The pastor’s Amazing Grace radio station had its licensed revoked by the Rwanda Media Commission after a controversial sermon.
This after a pastor identified as Nicolas Niyibikora said on the radio station: “Women we have now in our midst are prostitutes. Women brought sin into the world and when the world goes into extinction, it is because of women.”
Schoof then called for a press conference intending to criticize the government for their decision to shut down his Amazing Grace station.
The Independent newspaper reported that Greg Schoop was then arrested earlier and charged with ‘disturbing public order.’
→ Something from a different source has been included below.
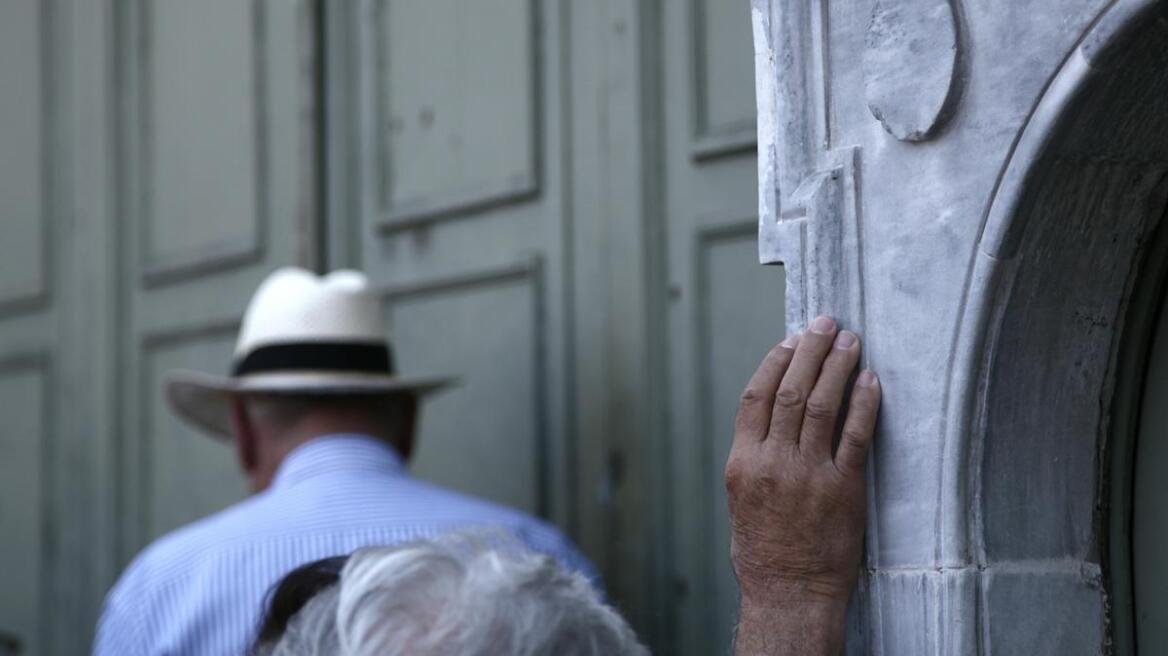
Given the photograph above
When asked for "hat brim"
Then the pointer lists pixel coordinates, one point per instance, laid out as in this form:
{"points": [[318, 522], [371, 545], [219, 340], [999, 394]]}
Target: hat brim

He was to pay a fine of Ksh. 223,000 (2 million Rwandan francs) and air a retraction and apology.
The pastor, whose work permit had expired, refused to oblige saying Pastor Niyibikora would apologize for himself.
Women’s rights activists including National Women’s Association and Rwanda Women Journalists’ Association accused the station of spreading hate against women.
Another controversial statement that landed the American pastor in trouble is his sentiments on reproductive health in Rwandan schools.
“Is this government trying to send people to hell?” The New Times quoted him.
The deportation comes in the backdrop of a push by the Rwandan Government to regulate churches in the country.
Some of the new measures to keep the churches in check include requirements that Pastors have a degree in theology before they open a church.
The Government also requires strict building codes for churches and disclosure of source of income.
In this purge, more than 700 churches have been shut down with the Government citing:
‘…alarming proliferation of places of worship in dilapidated and unhygienic conditions, as well as troubling behavior of unscrupulous individuals masquerading as religious leader…”
In August last year, Ugandan police arrested Jimmy Taylor, a racist American pastor who was seen attacking a hotel employee in a video on social media.
The video showed him pursuing a hotel employee and slapping him several times on claims that he “disgraced Jesus.”